Philips Research offered its own entry in the cellular phone market with a paper on a 1W 830MHz monolithic BiCMOS power amplifier. This new design also offers high efficiency to reduce power dissipation, with a 30 percent increase in power efficiency. It's aimed at the American Mobile Phone System (AMPS). The 0.8-micron BiCMOS Qubic chip hasn't gone into production yet.

Rockwell's presentation focused on an 81MHz infrared frequency (IF) receiver in 0.8-micron CMOS. It uses a single 3V power supply and consumes 14.4 mA, with a channel bandwidth of 200KHz. The design includes an open loop IF amplifier, a subsampling mixer and a sixth-order sigma-delta A/D converter. By implementing this design in CMOS, the IF receiver can be integrated with the baseband processor.

Two papers in the session on high speed communications drew a lot of interest. Francesco Piazza, a PhD student at Integrated Systems Laboratory in Zurich, Switzerland, described a 12 mA triple-conversion receiver for GPS for the civilian L1 band. The design is being done for ASULAB in Switzerland. The triple-conversion architecture minimizes the number of components operating at high frequency to reduce power consumption, and the design complexity is reduced.

The current design is two chips, but the final version is expected to be a single chip. It is currently in prototype, with the first commercial product expected in about a year. Ultimately, it will offer wristwatch navigation capability. The chipset is implemented in a 1.0-micron BiCMOS process, with a supply voltage of 2.4-3.5V.

Anadigics in Warren, N.J., offered its take on a wide dynamic range GaAs broadcast satellite tuner IC. The chip operates at 950MHz to 2150MHz radio frequency (RF), with an IF frequency of 480MHz, and a set-top box which can receive as many as 50 channels. It operates on a 5V power supply.

Just a mere 37-mm squared, the GaAs chip was designed to be small to compete with discrete devices in both cost and performance. The chip is currently in production for select customers. Originally intended for Europe, it is expected to find its way into U.S. products as well.

The session on wireless systems offered a selection of papers which purported to show higher levels of integration and improvements in performance of wireless communications. However, consultant Russell Apfel, who chaired the session, said he felt that "There hasn't been any new, significant functionality in the designs. A reasonable number of components are still external.

"I don't expect to see any major changes for the next year or two. The biggest question is still gallium arsenide versus silicon. There's big growth in the use of silicon, but GaAs is still good in the areas of power amplifiers and switchers. We'll have to monitor the trends to see how it goes," he added.

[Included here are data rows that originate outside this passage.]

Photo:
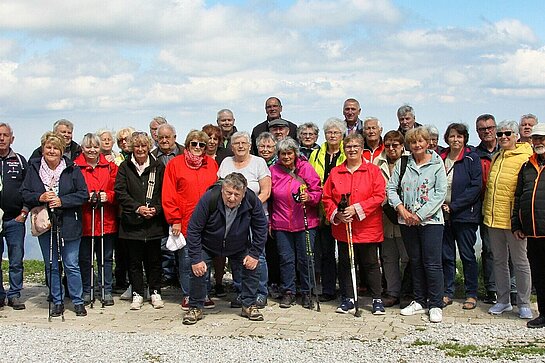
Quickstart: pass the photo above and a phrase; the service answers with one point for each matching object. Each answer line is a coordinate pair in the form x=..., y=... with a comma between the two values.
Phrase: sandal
x=470, y=303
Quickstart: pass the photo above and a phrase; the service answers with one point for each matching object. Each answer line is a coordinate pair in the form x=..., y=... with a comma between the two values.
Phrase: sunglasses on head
x=202, y=145
x=506, y=133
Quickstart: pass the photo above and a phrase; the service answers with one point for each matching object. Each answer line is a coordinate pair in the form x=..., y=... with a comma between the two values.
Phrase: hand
x=249, y=262
x=199, y=269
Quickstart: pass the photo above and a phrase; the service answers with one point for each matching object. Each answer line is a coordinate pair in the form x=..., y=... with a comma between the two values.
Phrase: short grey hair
x=334, y=122
x=287, y=144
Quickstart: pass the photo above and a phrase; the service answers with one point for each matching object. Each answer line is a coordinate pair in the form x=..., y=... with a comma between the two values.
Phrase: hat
x=278, y=122
x=538, y=130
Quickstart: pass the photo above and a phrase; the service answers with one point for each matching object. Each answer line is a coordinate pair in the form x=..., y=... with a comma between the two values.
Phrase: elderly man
x=527, y=122
x=228, y=221
x=13, y=169
x=273, y=108
x=528, y=218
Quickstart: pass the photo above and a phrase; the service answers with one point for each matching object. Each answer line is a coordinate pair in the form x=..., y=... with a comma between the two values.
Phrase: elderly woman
x=497, y=207
x=187, y=177
x=55, y=182
x=99, y=175
x=323, y=160
x=462, y=211
x=292, y=176
x=394, y=254
x=256, y=172
x=418, y=199
x=138, y=189
x=366, y=188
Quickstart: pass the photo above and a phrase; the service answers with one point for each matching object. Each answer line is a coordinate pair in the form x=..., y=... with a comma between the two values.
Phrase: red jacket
x=183, y=187
x=100, y=178
x=367, y=188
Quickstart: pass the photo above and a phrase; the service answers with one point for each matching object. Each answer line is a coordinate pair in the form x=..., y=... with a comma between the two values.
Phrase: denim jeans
x=464, y=235
x=85, y=261
x=424, y=246
x=70, y=262
x=249, y=278
x=14, y=234
x=291, y=248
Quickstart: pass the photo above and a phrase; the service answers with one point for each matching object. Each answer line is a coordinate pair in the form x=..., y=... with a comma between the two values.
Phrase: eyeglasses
x=202, y=145
x=506, y=133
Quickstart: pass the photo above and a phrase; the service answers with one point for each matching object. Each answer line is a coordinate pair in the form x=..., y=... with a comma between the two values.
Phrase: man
x=13, y=169
x=527, y=122
x=486, y=129
x=372, y=133
x=64, y=128
x=228, y=221
x=307, y=134
x=528, y=218
x=351, y=112
x=273, y=108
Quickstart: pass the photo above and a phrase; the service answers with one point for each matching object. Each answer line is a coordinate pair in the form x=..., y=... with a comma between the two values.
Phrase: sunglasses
x=202, y=145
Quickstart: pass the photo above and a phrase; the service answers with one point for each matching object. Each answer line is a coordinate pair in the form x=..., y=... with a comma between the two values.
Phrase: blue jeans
x=464, y=235
x=250, y=280
x=424, y=247
x=70, y=261
x=85, y=261
x=14, y=234
x=292, y=247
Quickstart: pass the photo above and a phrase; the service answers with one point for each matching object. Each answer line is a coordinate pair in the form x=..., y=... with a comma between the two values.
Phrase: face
x=65, y=132
x=273, y=108
x=507, y=139
x=266, y=149
x=287, y=158
x=351, y=111
x=525, y=128
x=231, y=196
x=196, y=147
x=226, y=121
x=406, y=122
x=394, y=149
x=308, y=137
x=486, y=129
x=166, y=140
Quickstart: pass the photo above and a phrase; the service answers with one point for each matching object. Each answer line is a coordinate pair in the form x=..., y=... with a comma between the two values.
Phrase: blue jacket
x=465, y=205
x=72, y=192
x=206, y=228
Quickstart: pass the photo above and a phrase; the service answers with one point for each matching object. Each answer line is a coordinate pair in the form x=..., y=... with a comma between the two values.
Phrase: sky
x=118, y=63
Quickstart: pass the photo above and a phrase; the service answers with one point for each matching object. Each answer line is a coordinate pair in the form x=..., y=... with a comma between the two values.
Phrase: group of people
x=362, y=211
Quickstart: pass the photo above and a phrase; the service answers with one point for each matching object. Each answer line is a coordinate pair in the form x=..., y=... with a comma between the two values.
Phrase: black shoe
x=538, y=322
x=56, y=310
x=80, y=310
x=16, y=303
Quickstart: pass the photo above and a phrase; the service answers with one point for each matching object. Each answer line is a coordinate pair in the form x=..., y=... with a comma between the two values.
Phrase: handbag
x=39, y=221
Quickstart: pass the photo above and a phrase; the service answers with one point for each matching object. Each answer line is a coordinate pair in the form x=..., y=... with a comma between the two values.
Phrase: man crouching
x=228, y=221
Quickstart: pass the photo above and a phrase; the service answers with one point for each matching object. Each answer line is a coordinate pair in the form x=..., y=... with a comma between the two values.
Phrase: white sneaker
x=156, y=300
x=436, y=315
x=412, y=309
x=137, y=301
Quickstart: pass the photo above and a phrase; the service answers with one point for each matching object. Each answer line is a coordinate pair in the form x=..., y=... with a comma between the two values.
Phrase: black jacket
x=130, y=189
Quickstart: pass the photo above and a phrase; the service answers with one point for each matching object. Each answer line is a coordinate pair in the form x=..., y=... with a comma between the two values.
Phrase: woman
x=289, y=174
x=366, y=186
x=418, y=203
x=462, y=211
x=497, y=207
x=257, y=174
x=393, y=253
x=187, y=177
x=138, y=190
x=323, y=160
x=99, y=175
x=55, y=182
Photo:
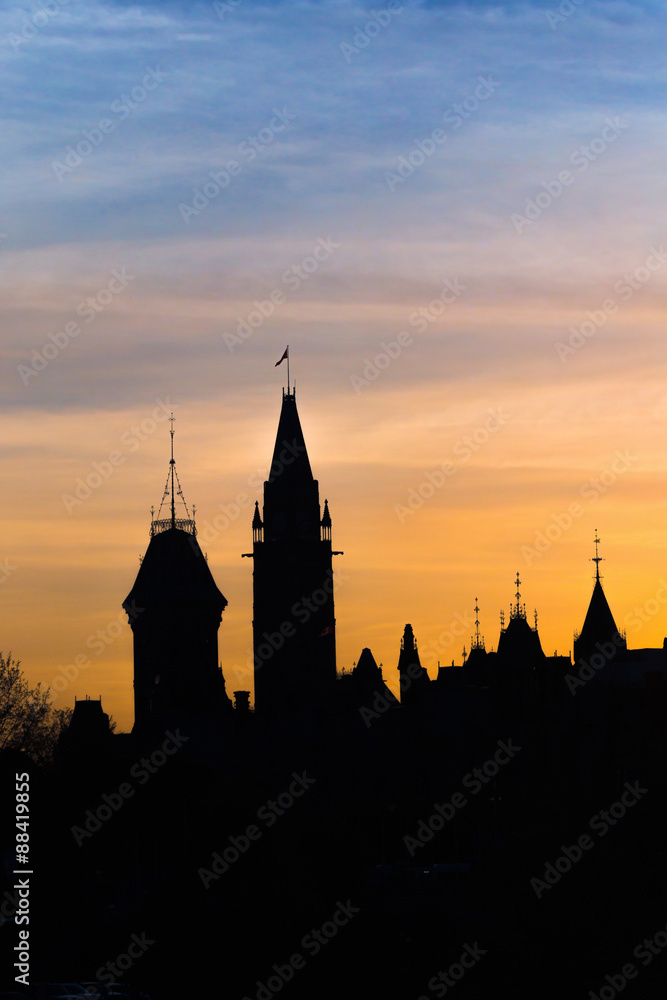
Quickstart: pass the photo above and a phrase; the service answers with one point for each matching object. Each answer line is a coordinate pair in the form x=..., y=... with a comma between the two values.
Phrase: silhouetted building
x=294, y=633
x=175, y=610
x=599, y=634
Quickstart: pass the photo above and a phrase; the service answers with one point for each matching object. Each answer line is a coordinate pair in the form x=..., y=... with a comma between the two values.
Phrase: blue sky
x=217, y=83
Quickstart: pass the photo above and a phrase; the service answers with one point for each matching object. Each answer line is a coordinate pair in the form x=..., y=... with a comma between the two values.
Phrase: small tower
x=520, y=655
x=599, y=633
x=413, y=678
x=293, y=606
x=476, y=670
x=175, y=609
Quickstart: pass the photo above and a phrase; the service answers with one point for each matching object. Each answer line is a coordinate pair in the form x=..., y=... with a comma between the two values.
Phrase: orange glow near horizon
x=372, y=453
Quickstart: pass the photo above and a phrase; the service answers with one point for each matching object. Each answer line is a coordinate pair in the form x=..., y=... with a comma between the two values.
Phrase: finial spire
x=596, y=558
x=285, y=357
x=477, y=641
x=172, y=490
x=172, y=463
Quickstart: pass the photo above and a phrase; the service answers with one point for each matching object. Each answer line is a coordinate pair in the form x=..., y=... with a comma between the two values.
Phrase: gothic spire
x=172, y=490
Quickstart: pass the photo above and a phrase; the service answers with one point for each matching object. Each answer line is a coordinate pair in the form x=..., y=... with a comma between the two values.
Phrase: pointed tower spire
x=172, y=490
x=599, y=626
x=518, y=610
x=477, y=641
x=325, y=523
x=292, y=580
x=174, y=610
x=597, y=559
x=257, y=524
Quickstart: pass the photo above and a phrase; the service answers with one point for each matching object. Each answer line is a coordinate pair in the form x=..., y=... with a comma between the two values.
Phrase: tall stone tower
x=175, y=609
x=293, y=621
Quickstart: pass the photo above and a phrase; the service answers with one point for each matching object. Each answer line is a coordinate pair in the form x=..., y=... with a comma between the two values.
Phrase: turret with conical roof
x=293, y=619
x=599, y=628
x=175, y=609
x=414, y=679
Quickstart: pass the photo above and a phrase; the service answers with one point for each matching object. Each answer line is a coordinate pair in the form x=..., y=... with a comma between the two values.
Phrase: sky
x=453, y=213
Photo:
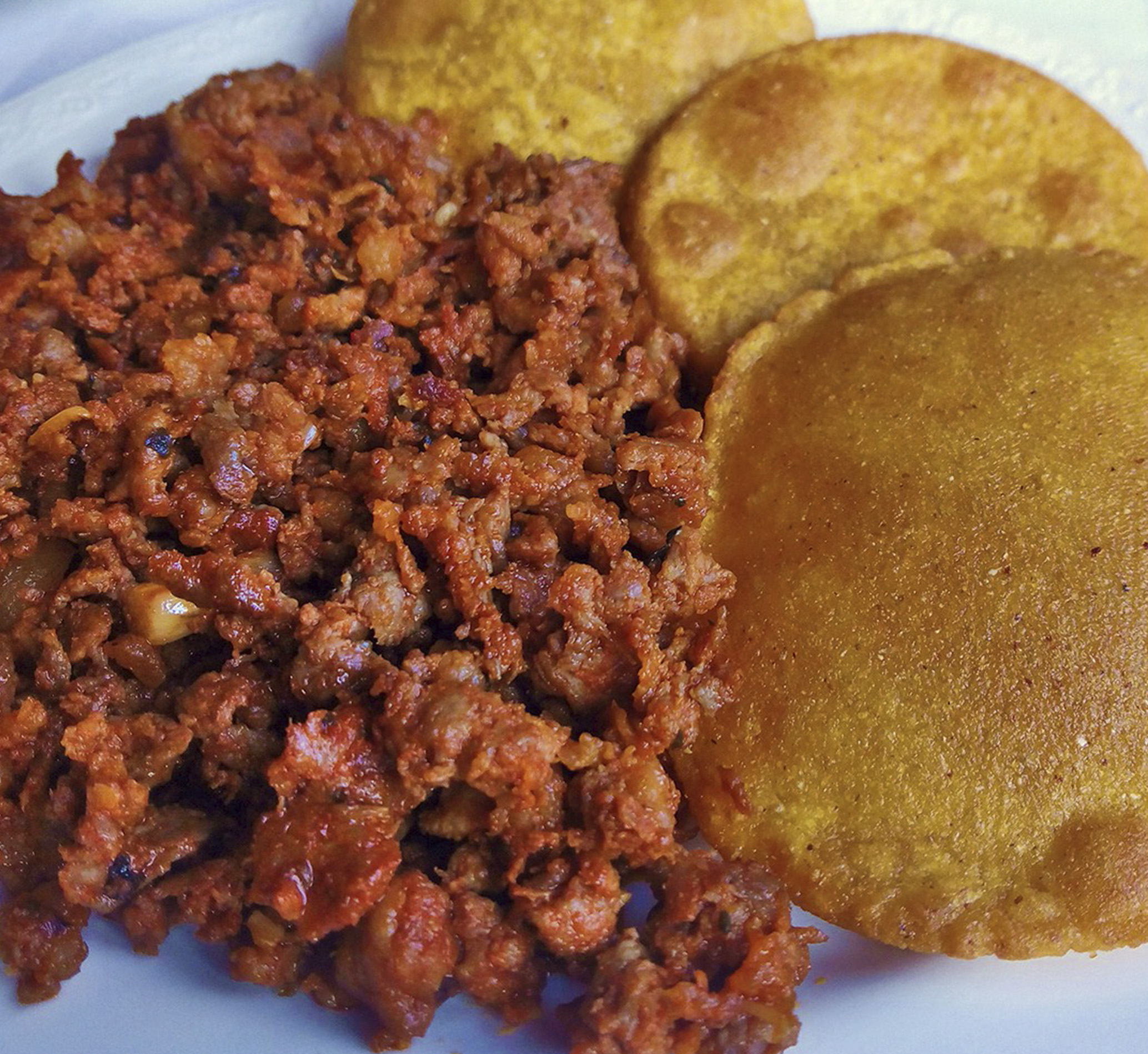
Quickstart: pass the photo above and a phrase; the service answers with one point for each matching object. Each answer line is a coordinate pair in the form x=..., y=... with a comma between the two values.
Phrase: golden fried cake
x=858, y=149
x=573, y=79
x=933, y=487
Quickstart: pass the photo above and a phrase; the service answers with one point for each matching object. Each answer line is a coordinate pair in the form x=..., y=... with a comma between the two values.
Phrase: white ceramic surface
x=72, y=72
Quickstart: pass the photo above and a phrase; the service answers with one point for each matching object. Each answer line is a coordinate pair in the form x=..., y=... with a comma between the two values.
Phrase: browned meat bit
x=350, y=588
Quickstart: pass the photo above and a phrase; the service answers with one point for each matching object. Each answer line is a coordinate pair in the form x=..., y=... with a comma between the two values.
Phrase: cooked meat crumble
x=350, y=589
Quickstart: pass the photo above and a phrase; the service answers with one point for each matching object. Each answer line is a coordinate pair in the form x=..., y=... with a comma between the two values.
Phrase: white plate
x=873, y=999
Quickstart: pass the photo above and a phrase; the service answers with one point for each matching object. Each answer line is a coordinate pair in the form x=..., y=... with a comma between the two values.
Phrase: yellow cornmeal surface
x=591, y=78
x=931, y=488
x=854, y=150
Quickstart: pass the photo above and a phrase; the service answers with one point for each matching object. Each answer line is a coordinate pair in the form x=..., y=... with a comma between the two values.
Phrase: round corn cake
x=593, y=78
x=853, y=150
x=931, y=487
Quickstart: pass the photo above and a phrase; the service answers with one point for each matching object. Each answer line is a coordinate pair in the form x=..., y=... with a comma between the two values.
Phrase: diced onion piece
x=43, y=570
x=159, y=616
x=57, y=424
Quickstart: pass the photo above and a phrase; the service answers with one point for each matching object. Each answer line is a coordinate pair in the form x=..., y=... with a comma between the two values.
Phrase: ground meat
x=350, y=588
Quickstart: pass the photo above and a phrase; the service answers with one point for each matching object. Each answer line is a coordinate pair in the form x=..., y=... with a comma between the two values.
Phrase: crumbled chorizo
x=350, y=587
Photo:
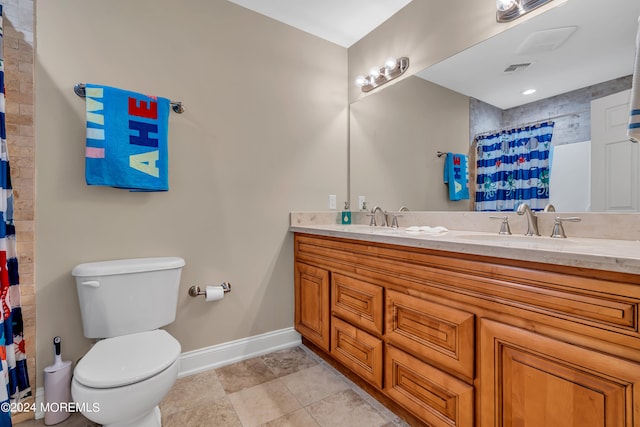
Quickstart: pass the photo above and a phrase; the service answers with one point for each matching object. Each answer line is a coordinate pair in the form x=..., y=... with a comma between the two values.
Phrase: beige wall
x=395, y=135
x=264, y=133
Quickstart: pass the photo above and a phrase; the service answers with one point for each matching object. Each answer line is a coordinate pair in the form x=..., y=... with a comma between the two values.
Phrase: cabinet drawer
x=441, y=335
x=358, y=302
x=358, y=350
x=436, y=397
x=312, y=304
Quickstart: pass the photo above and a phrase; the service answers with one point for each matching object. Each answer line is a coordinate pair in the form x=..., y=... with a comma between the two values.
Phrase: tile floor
x=287, y=388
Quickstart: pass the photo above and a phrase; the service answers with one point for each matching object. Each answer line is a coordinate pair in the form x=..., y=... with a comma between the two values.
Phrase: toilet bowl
x=121, y=380
x=134, y=364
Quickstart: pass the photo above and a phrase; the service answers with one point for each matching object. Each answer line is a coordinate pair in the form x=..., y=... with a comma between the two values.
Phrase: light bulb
x=361, y=81
x=390, y=64
x=503, y=5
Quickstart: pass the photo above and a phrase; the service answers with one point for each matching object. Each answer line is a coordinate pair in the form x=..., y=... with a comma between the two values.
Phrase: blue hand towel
x=634, y=118
x=126, y=139
x=456, y=175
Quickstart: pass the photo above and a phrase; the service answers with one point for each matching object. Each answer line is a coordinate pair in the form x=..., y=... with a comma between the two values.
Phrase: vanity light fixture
x=508, y=10
x=392, y=69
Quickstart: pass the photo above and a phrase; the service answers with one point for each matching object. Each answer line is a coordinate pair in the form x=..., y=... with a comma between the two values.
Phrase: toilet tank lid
x=124, y=266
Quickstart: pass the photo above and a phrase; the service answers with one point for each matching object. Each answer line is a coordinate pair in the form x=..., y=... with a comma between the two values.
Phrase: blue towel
x=634, y=117
x=456, y=175
x=126, y=139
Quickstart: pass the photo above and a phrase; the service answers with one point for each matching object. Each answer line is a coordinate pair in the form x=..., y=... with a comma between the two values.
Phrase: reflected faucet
x=373, y=213
x=532, y=219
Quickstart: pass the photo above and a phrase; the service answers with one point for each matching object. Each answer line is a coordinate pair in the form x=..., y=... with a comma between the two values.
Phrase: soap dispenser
x=346, y=214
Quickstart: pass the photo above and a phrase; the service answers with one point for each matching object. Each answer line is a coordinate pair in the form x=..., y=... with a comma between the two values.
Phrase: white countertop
x=602, y=254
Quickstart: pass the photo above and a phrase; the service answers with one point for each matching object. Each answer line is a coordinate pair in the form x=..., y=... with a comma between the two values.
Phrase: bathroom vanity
x=457, y=330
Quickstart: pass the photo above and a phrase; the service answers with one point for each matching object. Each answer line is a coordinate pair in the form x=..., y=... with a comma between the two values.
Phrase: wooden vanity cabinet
x=466, y=340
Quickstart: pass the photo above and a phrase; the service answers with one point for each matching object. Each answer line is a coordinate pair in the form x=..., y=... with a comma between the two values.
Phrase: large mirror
x=578, y=52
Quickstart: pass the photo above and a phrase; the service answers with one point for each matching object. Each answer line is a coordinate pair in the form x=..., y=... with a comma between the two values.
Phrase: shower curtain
x=513, y=168
x=13, y=366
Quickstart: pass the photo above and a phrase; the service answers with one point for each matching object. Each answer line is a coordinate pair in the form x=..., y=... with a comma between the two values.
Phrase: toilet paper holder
x=195, y=291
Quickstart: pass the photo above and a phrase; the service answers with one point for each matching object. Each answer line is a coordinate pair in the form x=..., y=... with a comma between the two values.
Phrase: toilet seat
x=127, y=359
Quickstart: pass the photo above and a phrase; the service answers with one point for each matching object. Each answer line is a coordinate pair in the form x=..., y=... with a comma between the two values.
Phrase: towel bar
x=80, y=90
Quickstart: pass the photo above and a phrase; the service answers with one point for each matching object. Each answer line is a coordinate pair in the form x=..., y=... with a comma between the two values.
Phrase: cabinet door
x=529, y=380
x=358, y=302
x=312, y=304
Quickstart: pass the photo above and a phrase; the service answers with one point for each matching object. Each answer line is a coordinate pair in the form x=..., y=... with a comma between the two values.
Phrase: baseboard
x=204, y=359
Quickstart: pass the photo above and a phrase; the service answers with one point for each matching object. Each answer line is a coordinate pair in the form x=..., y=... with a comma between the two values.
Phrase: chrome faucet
x=532, y=219
x=373, y=216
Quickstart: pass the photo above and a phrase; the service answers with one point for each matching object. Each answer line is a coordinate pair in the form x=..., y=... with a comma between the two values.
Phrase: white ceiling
x=602, y=48
x=343, y=22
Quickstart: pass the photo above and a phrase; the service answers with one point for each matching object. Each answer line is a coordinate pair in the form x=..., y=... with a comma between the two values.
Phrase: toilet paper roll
x=214, y=293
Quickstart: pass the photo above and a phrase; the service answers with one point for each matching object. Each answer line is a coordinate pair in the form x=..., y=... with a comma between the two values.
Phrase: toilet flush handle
x=91, y=283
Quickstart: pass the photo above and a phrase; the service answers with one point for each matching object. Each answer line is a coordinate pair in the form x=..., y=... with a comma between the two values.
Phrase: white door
x=614, y=159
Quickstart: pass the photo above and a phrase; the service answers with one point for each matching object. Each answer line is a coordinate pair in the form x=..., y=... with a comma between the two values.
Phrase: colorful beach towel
x=456, y=175
x=126, y=139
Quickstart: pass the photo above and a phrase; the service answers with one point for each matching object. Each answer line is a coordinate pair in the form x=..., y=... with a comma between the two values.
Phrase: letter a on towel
x=126, y=143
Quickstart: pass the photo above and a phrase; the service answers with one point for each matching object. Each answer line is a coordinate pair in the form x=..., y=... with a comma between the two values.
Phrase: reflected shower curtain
x=513, y=168
x=13, y=366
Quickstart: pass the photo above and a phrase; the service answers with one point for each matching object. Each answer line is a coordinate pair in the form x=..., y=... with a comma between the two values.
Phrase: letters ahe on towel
x=126, y=139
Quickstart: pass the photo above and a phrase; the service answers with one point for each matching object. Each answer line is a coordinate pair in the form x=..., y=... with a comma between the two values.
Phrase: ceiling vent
x=517, y=68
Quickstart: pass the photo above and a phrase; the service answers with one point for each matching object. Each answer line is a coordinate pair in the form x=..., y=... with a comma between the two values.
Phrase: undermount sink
x=518, y=239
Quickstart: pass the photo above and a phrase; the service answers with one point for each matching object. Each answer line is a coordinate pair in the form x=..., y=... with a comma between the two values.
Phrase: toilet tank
x=126, y=296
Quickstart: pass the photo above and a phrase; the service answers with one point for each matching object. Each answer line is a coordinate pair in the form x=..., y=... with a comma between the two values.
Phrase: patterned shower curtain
x=13, y=366
x=513, y=168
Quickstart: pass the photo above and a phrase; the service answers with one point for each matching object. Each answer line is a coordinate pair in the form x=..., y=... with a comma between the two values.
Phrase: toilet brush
x=57, y=388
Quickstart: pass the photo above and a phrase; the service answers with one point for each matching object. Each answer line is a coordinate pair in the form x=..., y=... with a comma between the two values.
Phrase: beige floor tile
x=288, y=361
x=244, y=374
x=345, y=409
x=313, y=384
x=193, y=390
x=263, y=403
x=75, y=420
x=299, y=418
x=217, y=413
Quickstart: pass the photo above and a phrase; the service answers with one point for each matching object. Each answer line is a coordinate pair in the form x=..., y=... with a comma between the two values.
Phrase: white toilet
x=124, y=376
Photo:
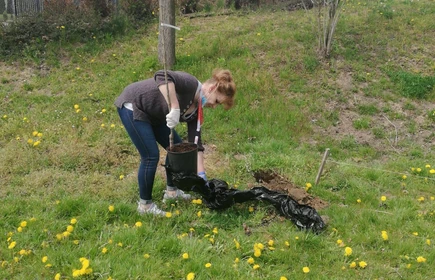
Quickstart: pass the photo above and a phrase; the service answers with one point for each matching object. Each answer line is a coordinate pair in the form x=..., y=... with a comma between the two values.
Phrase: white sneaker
x=153, y=209
x=178, y=194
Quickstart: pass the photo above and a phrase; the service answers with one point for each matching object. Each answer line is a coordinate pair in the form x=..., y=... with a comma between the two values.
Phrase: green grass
x=290, y=103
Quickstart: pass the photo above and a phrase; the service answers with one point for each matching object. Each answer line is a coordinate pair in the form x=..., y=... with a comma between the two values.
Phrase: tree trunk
x=166, y=45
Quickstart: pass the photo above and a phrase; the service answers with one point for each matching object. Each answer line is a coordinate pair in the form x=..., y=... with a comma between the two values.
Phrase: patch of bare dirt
x=397, y=121
x=275, y=182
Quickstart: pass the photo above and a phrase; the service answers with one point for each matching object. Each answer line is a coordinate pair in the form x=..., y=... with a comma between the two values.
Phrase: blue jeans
x=145, y=137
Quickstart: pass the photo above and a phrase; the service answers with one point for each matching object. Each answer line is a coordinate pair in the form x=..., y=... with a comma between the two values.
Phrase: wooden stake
x=325, y=156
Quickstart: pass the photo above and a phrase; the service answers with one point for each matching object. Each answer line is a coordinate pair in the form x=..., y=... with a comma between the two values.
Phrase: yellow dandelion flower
x=12, y=245
x=308, y=186
x=384, y=235
x=197, y=201
x=259, y=246
x=69, y=228
x=237, y=244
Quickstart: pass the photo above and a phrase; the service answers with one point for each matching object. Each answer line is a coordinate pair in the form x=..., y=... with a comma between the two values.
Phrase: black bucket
x=183, y=158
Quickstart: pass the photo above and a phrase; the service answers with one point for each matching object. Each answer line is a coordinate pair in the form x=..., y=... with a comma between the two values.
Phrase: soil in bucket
x=183, y=157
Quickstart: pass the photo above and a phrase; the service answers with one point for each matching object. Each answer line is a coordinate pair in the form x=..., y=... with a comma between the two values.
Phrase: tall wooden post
x=166, y=47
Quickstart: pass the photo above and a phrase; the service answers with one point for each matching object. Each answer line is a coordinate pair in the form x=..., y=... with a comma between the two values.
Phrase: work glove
x=202, y=175
x=173, y=118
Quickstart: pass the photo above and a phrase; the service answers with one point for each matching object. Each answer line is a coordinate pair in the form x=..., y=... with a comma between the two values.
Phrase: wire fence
x=20, y=7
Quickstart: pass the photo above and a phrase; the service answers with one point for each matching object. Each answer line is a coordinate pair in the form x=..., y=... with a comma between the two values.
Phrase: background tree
x=329, y=11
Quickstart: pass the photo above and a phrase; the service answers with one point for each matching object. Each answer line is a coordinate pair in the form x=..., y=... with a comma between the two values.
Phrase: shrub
x=413, y=85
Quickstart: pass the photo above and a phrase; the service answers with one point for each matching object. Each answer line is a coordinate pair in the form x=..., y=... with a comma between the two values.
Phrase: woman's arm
x=172, y=95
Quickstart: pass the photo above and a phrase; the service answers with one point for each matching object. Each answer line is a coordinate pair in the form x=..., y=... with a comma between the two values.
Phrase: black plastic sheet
x=217, y=195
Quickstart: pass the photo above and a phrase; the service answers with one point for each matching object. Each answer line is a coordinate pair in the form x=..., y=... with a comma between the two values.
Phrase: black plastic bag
x=216, y=195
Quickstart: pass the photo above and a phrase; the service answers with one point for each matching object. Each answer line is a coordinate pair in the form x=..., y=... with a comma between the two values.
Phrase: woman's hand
x=173, y=118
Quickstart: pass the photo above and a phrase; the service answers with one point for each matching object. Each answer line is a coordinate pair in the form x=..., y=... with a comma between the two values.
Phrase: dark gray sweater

Mitsubishi presented a two-chip chipset primed for the Japanese personal handyphone system (PHS) which uses an L-band. However, after release to a few select customers in June, Mitsubishi expects to offer the chipset worldwide for inclusion in cellular telephone designs.

The company plans to do some modifications of the chipset, depending on local requirements. The GaAs RF transceiver IC for a 1.9 GHz digital mobile communication system, is paired with a 1.9 GHz single chip IF transceiver fabricated in a 0.8-micron BiCMOS process.